Artinya, secara tidak langsung, ruang digital memberikan panggung kehormatan bagi perilaku tidak empatik. Setiap kali kita mengklik, membalas, atau berbagi konten yang sensasional dan menghakimi terkait tragedi seseorang, kita sedang memberi makan monster algoritma yang haus akan konflik.
Kita mungkin berpikir kita sedang “hanya berpendapat”, padahal kata-kata kita bisa menjadi sebilah pisau yang mengoyak keluarga yang ditinggalkan, dan kita secara kolektif memperdagangkan empati demi traffic dan perhatian semu.
Empati Sebagai Standar Ruang Aman
Di sinilah urgensi konsep safe space menjadi semakin fundamental dan holistik. Safe space bukan hanya ruangan fisik atau kebijakan anti-perundungan di sekolah. Safe space bukan sekadar konsep yang berlaku saat seseorang masih hidup. Ruang aman harus meluas hingga cara kita memperlakukan narasi, ingatan, dan martabat seseorang setelah ia tiada.
Ruang aman berarti kita secara aktif menciptakan budaya di mana martabat manusia dihargai melampaui usia dan status hidup mereka. Ia berarti menghormati mereka yang sudah tidak punya hak untuk membela diri. Jika kita benar-benar ingin kampanye anti-bullying berhasil, maka empati harus menjadi refleks sosial yang otomatis, bukan sekadar slogan musiman yang dilupakan setelah viral.

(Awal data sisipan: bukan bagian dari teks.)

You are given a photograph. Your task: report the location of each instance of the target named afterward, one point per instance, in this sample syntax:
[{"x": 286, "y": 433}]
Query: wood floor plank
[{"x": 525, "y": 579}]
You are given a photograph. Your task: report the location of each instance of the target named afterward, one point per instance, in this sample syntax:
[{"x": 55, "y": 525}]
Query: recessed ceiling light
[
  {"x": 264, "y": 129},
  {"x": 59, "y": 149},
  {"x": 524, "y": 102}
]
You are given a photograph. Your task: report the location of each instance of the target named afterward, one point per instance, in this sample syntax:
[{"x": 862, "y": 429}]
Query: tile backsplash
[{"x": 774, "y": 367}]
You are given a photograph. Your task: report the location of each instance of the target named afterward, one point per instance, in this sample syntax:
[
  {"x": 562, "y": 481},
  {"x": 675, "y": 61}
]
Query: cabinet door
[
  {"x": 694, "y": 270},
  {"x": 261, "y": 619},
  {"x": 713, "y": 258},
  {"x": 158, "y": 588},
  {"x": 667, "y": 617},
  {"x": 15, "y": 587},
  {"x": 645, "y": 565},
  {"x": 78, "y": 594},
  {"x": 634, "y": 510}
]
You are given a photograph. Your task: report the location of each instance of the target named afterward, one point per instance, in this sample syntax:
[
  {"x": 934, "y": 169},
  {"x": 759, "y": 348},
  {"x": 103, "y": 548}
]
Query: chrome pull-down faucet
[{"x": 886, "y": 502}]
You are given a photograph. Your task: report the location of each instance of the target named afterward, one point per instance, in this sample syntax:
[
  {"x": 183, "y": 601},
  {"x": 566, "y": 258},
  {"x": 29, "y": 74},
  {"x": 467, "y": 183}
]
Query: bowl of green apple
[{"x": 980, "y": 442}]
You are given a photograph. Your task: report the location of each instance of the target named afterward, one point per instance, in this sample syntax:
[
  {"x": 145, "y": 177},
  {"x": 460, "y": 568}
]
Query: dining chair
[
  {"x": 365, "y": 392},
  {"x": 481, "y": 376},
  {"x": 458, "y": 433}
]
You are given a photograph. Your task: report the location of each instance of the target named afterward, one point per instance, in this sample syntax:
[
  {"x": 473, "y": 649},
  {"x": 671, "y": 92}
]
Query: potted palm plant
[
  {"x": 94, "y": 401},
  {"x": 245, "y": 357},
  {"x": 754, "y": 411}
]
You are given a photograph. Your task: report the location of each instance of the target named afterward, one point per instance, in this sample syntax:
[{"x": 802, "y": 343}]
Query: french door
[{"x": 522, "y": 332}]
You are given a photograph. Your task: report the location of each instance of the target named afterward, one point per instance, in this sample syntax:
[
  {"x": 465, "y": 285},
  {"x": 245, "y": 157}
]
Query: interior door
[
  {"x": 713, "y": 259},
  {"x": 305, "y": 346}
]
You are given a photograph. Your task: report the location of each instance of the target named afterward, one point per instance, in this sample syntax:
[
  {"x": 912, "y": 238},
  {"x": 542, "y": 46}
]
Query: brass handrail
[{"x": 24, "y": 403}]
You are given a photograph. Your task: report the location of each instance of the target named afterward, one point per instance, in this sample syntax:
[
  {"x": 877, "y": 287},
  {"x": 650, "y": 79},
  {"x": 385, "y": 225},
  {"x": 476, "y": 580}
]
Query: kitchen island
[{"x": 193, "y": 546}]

Karena pada akhirnya, ukuran kemanusiaan kita tampak paling jelas saat berhadapan dengan mereka yang paling lemah dan tak berdaya termasuk mereka yang bahkan sudah tidak berada di dunia ini. Jika ruang digital terus menjadi tempat di mana orang mati pun masih disakiti, maka kita bukan hanya gagal menciptakan safe space yang ideal. Kita gagal menjadi manusia yang beradab.

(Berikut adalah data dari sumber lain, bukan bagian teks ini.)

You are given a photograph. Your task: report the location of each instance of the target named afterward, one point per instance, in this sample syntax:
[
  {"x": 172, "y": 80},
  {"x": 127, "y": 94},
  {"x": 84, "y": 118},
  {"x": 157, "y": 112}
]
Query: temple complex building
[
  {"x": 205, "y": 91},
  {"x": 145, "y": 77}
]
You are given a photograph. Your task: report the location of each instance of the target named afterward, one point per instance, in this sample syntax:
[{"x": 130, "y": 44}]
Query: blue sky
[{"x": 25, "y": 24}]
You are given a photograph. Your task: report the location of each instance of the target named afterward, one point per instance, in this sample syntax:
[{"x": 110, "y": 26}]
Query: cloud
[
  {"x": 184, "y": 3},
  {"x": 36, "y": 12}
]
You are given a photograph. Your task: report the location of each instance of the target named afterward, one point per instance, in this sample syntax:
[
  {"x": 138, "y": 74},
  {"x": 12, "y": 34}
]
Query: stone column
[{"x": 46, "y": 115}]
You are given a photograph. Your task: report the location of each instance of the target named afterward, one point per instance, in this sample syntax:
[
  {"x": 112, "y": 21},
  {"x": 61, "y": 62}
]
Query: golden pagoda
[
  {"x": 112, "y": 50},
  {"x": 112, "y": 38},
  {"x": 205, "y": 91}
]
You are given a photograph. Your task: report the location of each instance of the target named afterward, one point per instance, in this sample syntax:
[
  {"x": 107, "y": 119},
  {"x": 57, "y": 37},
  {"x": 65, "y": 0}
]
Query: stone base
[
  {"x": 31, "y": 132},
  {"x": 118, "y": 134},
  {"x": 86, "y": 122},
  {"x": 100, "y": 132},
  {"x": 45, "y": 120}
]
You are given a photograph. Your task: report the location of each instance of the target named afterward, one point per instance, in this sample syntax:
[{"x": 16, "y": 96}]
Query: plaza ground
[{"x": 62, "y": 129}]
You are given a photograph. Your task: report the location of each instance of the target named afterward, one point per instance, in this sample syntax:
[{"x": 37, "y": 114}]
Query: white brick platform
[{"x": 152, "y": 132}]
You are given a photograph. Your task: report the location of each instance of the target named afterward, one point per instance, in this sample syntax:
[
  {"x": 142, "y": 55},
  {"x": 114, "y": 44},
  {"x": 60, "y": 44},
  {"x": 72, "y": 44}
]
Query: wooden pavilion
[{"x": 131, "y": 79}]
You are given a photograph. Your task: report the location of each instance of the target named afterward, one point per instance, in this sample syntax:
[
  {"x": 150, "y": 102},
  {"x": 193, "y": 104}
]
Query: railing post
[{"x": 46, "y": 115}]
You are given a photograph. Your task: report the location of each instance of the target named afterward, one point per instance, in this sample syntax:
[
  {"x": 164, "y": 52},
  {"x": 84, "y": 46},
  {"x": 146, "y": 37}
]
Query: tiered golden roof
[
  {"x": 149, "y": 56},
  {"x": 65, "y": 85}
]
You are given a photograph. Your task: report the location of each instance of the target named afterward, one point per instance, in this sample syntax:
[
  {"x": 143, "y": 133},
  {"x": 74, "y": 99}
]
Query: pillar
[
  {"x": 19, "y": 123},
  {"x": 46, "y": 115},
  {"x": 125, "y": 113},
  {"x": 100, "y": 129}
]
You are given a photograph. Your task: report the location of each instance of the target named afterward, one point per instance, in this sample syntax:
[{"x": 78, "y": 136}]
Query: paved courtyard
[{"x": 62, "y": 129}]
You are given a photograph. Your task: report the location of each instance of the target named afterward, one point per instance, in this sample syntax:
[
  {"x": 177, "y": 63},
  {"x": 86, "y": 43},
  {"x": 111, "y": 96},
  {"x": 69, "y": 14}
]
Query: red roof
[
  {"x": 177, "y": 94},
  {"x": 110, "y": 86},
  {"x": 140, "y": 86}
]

Pertanyaannya kini sederhana dan mengikat: Apakah jari kita akan menjadi alasan seseorang atau keluarganya memikul luka baru yang abadi, membiarkan bug sosial kekejaman terus merusak sistem? Ataukah kita memilih berhenti sejenak, membaca ulang komentar, dan memilih kata yang lebih manusiawi, menolak keras normalisasi kekejaman?
Pilihan untuk mengakhiri perundungan pascakematian itu ada di ujung jemari kita.